Ладно, хорошо. Парень отчаянно вздыхает и пытается отвлечься от той, откровенно говоря, херни, которая происходит с ними прямо сейчас. Интересно, как поживают Зак и Иб? «А чего это ты так беспокоишься о них? Я понимаю, Иб, но этот чёрт с косой на плече… Он же такой тупой и практически ничего не делает! Почему ты таскаешься с ним? Можно же было просто оставить его где-нибудь, а после свалить отсюда втроём! Или, стой-стой..! О. Мой. Бог. Только не говори, что он тебе…» Хотя, пожалуй, нужно сосредоточиться на другом. Губы юного художника искривляются в недоулыбке: — Ах, Рей, малышка, думаю, я не очень-то понимаю, что нам нужно делать.
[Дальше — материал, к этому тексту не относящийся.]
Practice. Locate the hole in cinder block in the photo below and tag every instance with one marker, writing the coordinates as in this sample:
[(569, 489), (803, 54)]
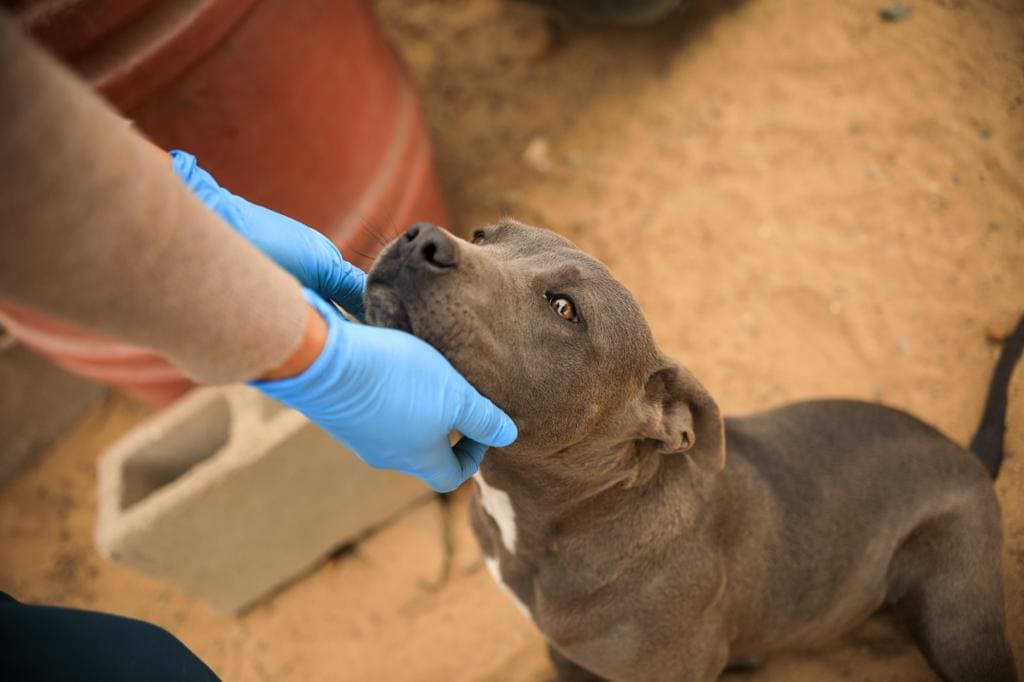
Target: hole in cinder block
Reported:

Ты? — Я, честно, не знаю, но у меня присутствует сильное желание… Разорвать эту картину точно так же, как ты разбил то зеркало, поэтому, я так и сделаю. Девочка сильно замахивается, из-за чего парень быстрым движением отскакивает назад и с громким криком ударяется спиной об одну из подставок, вместе с ней летя на пол. Рейчел в это время успевает лишь совсем слегка задеть острым осколком окрашенную краской ткань, тут же теряя равновесие и тоже падая на пол. Как только металлическая, явно винтажная, вещь падает на пол, свеча отскакивает от неё куда-то в угол, ломаясь на две части, тем самым — всё-таки, он был прав — заполняя всё помещение, которое, кстати, было плотно закрыто, — после того, как зайти, Гарри на всякий случай закрыл дверь и, к сожалению, достаточно плотно — ярко-фиолетовым дымом и всё тем же запахом, который прямо сейчас стал казаться не сладким, а по-настоящему едким и противным до тошноты. Дым буквально не даёт что-либо увидеть, не даёт нормально дышать, при каждом вдохе заполняя собой лёгкие всё больше и больше, но черноглазый парень всё равно поднимается из лежачего положения в сидячее, склонив голову вниз и прикрыв рот с носом ладонью. Это, конечно же, никак ему не помогает. Он пытается встать или позвать голубоглазую блондинистую девочку, которая находится где-то рядом, но из его горла выходит только хриплый кашель, и ничего кроме этого. С каждой секундой в глазах темнеет, веки тяжелеют, а зрачки становятся до ужаса стеклянными, и в итоге Гарри всё-таки прикрывает их, — глаза — свято надеясь, что с Рейчел всё хорошо. Два тела практически одновременно, в унисон, падают на пол, теряя сознания.***
Приоткрыв один глаз, Гарри резко встаёт с холодного пола, ошарашенно озиряясь по сторонам: он находится в странной — куда уж страннее? — комнате без какого-либо выхода, все стены яркие и радужные, что аж режут глаза. На одной из стен висят три картины, и каждая из них имеет свое название и автора, написанные в уголочке. Звуки органа и сладкий запах всё ещё присутствуют, но парень этого будто не замечает или просто не хочет. Рядом с собой Гарри находит осколок, всё ту же небольшую синюю бутылочку, и решает сразу же их поднять, быстрым шагом направляясь в центр комнаты, ведь там стоит деревянный стол с маленькой записочкой на нём:«Избавился ли ты от своих грехов, юноша, или просто пытаешься пренебрегать ими? Дай же им свершиться второй раз и не забудь после захватить их.»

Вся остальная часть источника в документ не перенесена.